The Butlers were always up for new challenges, so it was no surprise that Claude entered the race.
“The Centennial Air Race from London to Victoria has a special place in my affections.” said Premier Bennett.
Prime Minster Pierre Elliot Trudeau said: “To all competitors in the 1971 London-Victoria Air Race I send good wishes on behalf of the Canadian people. Appropriately, the first aircraft to take off will be piloted by British Columbian Claude Butler.”
Countries represented in race sponsored by the Canadian and B.C. governments included Australia, Ireland, Eire, U.S., England, Finland, and Germany.
The prize winner was a team from West Germany flying a Swearingen Melin III. At the same time, other aircraft models included Cessna, Comanche, Dussault, Falcon, Beech, Beaver, Lear Jet, Piper, and Harvard.
Butler’s Aerostar was a non-winner in the event.
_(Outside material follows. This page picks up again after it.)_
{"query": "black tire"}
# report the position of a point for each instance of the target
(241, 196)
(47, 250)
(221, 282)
Still, Sooke had the distinction of hosting the pilots at a special loggers’ sports event at the Sooke Flats, a highlight, along with the awards dinner held at the Empress Hotel.
Claude Butler often took on other flights as part of the family’s contribution to their community; one such in the late 1950s was when he flew Walter Banner, a young father diagnosed with cancer, to the Mayo Clinic in Minnesota. Walt’s eldest son, Mike Banner says, “Though the trip was not successful, it was a fine thing for Claude to do.”